Vargas Llosa, ao receber o Nobel de Literatura deste ano, confronta-nos aos grandes riscos, no seu discurso egrégio sobre os desafios da contemporaneidade. E na sua própria abordagem inicial que vai, exatamente, a esse grande recito, trazido ao ethos, em que o literato defronta as tensões morais e políticas do nosso futuro. Chama, por isso mesmo, a companhia das grandes penas latino-americanas, e exatamente dentro de uma reflexão análoga a que convoca a lembrança de Fuentes, Garcia Marques ou Ernesto Sabato.

A persona do Nobel deste ano não é a de um convertido à literatura, nem de uma chegada tardia à obra magistral, mas da fidelidade de um encontro de nascença que dá curso ao próprio imaginário da narrativa ocidental. E tal, a partir da literatura infantil que lhe permitiu, desde "Alice no País das Maravilhas" ou "Robin Hood", chegar aos seus títulos da consagração internacional. Ou deste tom universal em que transpôs o épico regional de Canudos à "Guerra do Fim do Mundo".

Mas até onde, no grande recito contemporâneo e do recado ético que lhe quer emprestar, Llosa descura do real concreto à sua frente?

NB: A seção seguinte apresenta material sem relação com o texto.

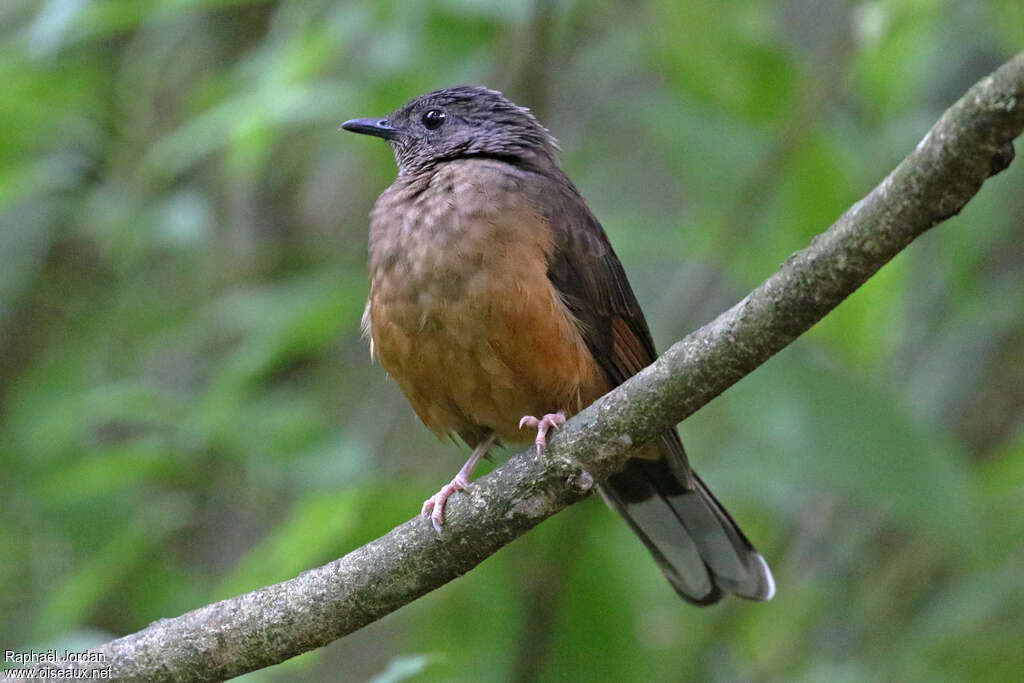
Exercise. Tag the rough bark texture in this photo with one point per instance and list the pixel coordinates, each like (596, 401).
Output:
(970, 142)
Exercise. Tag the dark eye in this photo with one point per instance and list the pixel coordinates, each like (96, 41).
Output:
(433, 119)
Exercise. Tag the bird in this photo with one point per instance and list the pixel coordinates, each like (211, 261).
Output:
(498, 306)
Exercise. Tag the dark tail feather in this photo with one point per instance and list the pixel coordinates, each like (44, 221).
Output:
(697, 545)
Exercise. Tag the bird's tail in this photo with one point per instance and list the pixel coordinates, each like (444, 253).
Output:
(697, 545)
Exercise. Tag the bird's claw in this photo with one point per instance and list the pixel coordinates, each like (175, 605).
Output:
(551, 420)
(435, 504)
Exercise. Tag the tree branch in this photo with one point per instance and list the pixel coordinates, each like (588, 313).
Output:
(970, 142)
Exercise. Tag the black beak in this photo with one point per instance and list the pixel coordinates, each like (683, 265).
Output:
(376, 127)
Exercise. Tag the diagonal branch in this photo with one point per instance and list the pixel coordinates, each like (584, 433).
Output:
(970, 142)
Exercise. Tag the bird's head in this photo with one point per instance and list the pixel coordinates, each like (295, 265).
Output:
(459, 123)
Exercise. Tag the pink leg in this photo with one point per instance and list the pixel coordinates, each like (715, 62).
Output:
(550, 420)
(435, 504)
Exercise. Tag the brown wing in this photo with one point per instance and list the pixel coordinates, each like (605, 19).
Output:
(694, 541)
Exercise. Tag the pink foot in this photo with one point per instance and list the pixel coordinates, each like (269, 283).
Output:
(550, 420)
(435, 504)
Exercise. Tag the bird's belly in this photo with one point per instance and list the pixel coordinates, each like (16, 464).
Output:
(477, 343)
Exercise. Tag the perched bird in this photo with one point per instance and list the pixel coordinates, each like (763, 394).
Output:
(497, 303)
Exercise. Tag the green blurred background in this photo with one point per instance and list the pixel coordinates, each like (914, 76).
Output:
(187, 412)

Do que se descola, na narrativa, pelo aguilhão do sentido e do recado emergente em nossa circunstância? Não é por outra via que uma dialética se desliga dos estereótipos, da repetição do vivido, em função do linico do instante, e do que, afinal, transcende este narrar, de que Llosa se confessa o definitivo prisioneiro.

Num tempo da "guerra de religiões", do sufoco dos pluralismos culturais, e da "civilização do medo", impõe-se um balizamento de rumos. Mas, para o Nobel, ela pode ficar nos contrapontos elementares e, exatamente, à custa do que desaparece nestes cortes sumários, diante da aventura tantas vezes caprichosa da diferença, eliminada pela disjunção preliminar, de ditadura ou democracia, como pauta de todo referencial sobre o devenir latino-americano.
 
A luta pelo pluralismo marca, e exatamente em condições como a do Estado latino-americano, o que é o desponte, por exemplo, da força identitária de Morales na Bolívia. No quadro das aparências democráticas, mantinha-se a dominação, ainda, do velho status quo, e o risco da quase fratura do país.
 
Devemos ao atual presidente, em La Paz, esta definição de um Estado plurinacional, abrindo caminho, aymara ou quéchua, no mesmo recado para o Equador ou o Peru. Mas Morales é tratado, literalmente, de personagem grotesco por Llosa, no seu discurso máter, na opacidade dos reconhecimentos emergentes, entre nós e, inclusive, no país de sua infância.

Ao entrarmos numa globalização não hegemônica, até onde o "grande recito" que pretende o Nobel ainda se fixa numa nostalgia ocidental, num culto formal da democracia, fora do advento das diferenças? No seio mesmo dos jogos simplificados das maiorias, é que se amputa o "ser para si" em emergência, seus paradoxos, seus reclamos de autenticidade, no mais sufocante dos universos da dominação ocidental como o da América Latina, sua ablação da realidade prévia, na imitação súcuba das instituições européias, após a independência novecentista.

O compromisso crescente dos Nobeis, como o da Paz, e agora, de Literatura, como humanismo engajado, não poderá fugir dos escritores do Terceiro Mundo. A consagração do recito de Vargas Llosa é, sem retorno, a desses "olhos de ver" e da superação de toda torre de marfim, no que possa ser a obra de arte, na sua responsabilidade concreta com o nosso tempo.